Originally Posted by mth123
The ability for the defense to put the runner in a no win situation is obvious. I don't think anyone on this board really needs that explained to them.
And while the primary reason for this thread was because the discussion was cluttering the scoreboard thread and made it unreadable, the question posed is not about misapplication of the rule or really about last night's game at all (where the losing team deserved to lose for making errors and not hitting with runners in scoring position and certainly should not have been bailed out by hitting a pop fly with men on base).
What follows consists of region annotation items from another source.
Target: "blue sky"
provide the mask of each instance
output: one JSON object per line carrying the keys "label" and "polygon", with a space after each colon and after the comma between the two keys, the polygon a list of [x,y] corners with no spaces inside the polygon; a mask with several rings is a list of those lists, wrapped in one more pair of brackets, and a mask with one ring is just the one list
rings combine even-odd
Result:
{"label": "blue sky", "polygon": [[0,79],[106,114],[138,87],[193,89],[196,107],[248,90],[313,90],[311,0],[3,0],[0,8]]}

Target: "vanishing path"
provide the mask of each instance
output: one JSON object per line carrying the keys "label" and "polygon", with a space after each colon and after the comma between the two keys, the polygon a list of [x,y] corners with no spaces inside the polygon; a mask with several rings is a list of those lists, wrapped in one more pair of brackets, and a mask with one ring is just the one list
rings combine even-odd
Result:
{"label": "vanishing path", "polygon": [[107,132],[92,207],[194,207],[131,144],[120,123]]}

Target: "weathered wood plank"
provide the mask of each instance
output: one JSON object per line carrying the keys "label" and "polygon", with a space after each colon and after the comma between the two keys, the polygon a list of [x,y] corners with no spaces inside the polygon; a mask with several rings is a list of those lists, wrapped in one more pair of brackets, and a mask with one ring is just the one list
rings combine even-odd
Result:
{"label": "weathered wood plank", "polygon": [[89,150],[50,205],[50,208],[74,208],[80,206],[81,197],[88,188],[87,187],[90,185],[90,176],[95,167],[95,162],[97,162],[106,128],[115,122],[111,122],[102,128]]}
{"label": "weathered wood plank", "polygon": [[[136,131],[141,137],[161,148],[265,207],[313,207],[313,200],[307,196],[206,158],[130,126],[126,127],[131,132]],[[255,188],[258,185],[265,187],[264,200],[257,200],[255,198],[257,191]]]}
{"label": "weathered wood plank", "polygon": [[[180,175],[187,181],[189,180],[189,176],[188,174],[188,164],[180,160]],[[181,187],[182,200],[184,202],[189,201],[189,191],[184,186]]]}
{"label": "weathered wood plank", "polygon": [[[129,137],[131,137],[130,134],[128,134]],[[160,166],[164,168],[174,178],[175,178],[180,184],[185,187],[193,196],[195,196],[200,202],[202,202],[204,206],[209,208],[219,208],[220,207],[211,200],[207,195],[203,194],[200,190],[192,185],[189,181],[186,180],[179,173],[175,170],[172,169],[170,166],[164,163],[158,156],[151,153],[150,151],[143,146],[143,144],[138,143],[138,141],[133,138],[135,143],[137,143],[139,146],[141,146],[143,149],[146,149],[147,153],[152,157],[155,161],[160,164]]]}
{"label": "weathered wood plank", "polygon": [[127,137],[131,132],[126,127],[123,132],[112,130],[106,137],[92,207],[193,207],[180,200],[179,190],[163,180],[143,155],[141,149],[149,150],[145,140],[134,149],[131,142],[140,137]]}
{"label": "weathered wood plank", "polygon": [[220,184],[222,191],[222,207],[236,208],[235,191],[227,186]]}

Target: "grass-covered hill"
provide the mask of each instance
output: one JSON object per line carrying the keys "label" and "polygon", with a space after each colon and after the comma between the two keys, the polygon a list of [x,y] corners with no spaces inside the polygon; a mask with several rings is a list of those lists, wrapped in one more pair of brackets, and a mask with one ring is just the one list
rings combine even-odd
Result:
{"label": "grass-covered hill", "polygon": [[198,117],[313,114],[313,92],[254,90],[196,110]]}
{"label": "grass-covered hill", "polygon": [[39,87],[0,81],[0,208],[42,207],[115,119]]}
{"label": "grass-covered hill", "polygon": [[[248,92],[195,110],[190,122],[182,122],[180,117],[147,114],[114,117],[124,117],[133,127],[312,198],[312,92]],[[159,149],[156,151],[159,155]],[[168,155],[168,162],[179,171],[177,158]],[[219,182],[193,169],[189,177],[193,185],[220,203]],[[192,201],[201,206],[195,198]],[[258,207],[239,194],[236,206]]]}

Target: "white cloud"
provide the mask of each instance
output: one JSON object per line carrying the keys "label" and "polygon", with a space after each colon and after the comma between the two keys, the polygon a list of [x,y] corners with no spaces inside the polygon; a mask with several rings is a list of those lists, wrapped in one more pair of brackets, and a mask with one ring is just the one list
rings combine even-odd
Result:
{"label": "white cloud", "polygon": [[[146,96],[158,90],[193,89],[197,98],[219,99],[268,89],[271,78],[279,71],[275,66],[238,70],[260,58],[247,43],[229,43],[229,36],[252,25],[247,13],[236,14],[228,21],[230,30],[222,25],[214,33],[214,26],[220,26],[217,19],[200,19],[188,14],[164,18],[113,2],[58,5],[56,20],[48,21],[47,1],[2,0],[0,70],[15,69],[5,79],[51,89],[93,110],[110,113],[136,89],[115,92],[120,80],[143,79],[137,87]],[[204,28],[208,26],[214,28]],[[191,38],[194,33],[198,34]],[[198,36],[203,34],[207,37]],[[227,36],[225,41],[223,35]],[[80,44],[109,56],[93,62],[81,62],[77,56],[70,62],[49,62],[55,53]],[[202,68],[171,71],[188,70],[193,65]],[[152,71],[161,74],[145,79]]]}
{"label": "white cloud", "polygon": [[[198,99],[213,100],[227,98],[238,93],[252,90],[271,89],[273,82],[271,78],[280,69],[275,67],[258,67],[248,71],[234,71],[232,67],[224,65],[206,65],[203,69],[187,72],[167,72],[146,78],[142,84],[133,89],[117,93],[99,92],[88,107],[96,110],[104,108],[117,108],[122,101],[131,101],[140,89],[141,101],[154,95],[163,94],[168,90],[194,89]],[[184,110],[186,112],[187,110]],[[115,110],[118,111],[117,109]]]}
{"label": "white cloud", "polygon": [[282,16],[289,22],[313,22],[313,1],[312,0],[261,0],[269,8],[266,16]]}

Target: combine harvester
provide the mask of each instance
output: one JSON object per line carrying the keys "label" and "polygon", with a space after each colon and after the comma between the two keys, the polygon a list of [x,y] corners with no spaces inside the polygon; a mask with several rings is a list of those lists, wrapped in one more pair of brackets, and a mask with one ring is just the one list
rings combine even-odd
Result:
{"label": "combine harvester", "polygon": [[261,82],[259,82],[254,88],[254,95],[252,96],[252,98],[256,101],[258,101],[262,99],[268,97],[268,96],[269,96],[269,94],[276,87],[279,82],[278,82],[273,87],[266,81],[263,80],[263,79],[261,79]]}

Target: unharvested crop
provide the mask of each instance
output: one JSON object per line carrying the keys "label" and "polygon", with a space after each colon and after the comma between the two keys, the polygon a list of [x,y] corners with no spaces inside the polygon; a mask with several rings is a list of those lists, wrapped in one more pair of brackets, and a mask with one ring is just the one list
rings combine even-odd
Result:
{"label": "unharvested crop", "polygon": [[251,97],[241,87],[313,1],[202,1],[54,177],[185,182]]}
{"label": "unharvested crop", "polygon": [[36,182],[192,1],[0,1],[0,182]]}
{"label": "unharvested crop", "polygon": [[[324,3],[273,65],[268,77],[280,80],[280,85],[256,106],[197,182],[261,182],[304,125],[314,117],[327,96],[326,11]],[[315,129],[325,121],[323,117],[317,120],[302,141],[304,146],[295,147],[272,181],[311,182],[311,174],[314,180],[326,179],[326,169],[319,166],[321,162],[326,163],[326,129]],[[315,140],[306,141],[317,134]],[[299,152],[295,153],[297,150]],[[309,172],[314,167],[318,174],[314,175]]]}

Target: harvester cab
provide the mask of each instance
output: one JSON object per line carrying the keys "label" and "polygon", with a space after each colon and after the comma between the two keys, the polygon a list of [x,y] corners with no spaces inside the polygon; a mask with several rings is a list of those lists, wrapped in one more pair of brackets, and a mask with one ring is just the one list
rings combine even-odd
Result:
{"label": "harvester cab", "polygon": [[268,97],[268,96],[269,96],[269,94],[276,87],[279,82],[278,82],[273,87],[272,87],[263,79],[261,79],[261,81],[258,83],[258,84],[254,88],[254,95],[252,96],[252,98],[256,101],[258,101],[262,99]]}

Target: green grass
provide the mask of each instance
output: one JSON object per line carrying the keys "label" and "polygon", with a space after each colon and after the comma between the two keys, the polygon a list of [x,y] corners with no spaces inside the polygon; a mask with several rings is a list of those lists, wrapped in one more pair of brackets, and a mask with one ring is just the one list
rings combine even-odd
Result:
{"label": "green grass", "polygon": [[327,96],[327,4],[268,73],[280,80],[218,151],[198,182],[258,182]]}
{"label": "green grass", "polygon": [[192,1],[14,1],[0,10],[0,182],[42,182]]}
My question is why the defense shouldn't get a DP on a pop-up. What makes getting a double play on a ground ball such a great job by the pitcher but on a pop-up the runners are protected? Seems to me that in most situations getting a pop fly is an even better outcome than getting a ground ball (which have a better chance of going through) so why limit the reward for the defense doing its job and limit the penalty for the offense failing? The whole concept seems misguided to me.
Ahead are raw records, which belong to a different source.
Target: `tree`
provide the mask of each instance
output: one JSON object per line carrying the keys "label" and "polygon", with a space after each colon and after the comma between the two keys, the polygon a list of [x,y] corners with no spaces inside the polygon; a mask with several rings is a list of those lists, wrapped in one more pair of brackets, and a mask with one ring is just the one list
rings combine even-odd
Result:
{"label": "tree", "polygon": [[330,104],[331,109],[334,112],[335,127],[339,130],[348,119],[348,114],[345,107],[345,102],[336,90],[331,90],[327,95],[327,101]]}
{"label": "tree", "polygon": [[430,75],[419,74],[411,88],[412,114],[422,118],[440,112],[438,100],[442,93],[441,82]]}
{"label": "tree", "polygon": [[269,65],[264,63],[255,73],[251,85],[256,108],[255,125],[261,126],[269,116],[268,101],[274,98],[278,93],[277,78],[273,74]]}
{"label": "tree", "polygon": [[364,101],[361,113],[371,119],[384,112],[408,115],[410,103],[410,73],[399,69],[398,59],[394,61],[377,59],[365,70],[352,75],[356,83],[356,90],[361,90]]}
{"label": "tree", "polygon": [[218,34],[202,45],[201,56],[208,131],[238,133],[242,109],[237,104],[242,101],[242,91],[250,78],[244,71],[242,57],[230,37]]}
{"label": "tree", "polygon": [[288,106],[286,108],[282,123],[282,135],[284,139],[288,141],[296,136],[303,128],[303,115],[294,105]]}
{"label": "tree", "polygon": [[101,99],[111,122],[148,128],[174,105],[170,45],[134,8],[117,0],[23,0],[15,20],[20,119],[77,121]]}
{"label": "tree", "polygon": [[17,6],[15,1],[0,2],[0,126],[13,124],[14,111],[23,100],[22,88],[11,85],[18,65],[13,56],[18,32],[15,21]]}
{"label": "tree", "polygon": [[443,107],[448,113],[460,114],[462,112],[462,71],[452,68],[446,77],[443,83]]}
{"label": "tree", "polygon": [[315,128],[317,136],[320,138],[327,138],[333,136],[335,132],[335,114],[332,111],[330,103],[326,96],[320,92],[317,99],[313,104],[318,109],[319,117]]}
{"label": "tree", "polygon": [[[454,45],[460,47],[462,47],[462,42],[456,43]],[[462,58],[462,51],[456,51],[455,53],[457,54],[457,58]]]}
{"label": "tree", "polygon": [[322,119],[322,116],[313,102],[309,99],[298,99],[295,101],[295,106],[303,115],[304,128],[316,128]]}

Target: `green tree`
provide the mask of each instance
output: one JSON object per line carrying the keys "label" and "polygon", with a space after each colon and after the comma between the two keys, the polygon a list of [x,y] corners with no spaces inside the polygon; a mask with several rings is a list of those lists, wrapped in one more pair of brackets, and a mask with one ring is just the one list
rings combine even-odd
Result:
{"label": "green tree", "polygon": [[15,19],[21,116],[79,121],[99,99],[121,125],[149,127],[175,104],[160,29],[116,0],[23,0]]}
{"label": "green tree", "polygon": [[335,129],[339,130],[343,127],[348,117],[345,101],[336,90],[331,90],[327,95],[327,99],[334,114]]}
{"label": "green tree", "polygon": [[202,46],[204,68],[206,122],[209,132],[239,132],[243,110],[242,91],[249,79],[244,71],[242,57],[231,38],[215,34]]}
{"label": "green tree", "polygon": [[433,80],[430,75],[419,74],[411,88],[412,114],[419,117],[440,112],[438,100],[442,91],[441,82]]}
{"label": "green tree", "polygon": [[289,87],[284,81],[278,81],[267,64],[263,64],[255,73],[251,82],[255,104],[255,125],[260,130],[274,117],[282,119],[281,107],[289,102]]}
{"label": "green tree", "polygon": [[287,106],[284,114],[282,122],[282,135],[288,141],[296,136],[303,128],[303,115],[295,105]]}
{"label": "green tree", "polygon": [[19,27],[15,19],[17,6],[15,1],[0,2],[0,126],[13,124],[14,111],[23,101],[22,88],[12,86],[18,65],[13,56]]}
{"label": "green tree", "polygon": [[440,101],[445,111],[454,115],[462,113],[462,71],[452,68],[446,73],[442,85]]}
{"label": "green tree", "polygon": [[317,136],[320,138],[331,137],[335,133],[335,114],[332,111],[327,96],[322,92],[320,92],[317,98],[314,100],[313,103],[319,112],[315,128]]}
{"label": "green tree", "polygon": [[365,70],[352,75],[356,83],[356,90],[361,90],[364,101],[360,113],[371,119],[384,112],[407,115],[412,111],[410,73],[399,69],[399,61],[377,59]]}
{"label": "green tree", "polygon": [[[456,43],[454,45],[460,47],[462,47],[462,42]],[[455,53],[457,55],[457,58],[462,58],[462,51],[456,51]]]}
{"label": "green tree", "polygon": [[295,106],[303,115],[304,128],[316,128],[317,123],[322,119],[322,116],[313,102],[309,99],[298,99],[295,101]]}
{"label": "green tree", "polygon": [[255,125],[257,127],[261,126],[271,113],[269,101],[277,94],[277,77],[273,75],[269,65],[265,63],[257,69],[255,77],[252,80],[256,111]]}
Your ideas on this are too revolutionary for me. It's just expected that runners can run on a grounder but not on a pop up. It's just the nature of the game, which could be changed, but I'm happy with the current concept.
But I've noticed over the years that INFIELD fly has become a misnomer. Umpires call infield fly on pop ups into the shorter part of the outfield.
Last night's fly ball was something that Holliday could have fielded. It wasn't an INFIELD fly at all, using the normal definition of the word.
What you MAY see is a new interpretation of the infield fly rule, limiting it to balls popped up within a very specific area - the infield and maybe a few feet beyond.
I agree with mth to this extent - the infield fly rule should be narrowly interpreted. If you call infield fly on virtually anything hit in the air, you've diminished the game by providing too broadly for an automatic out.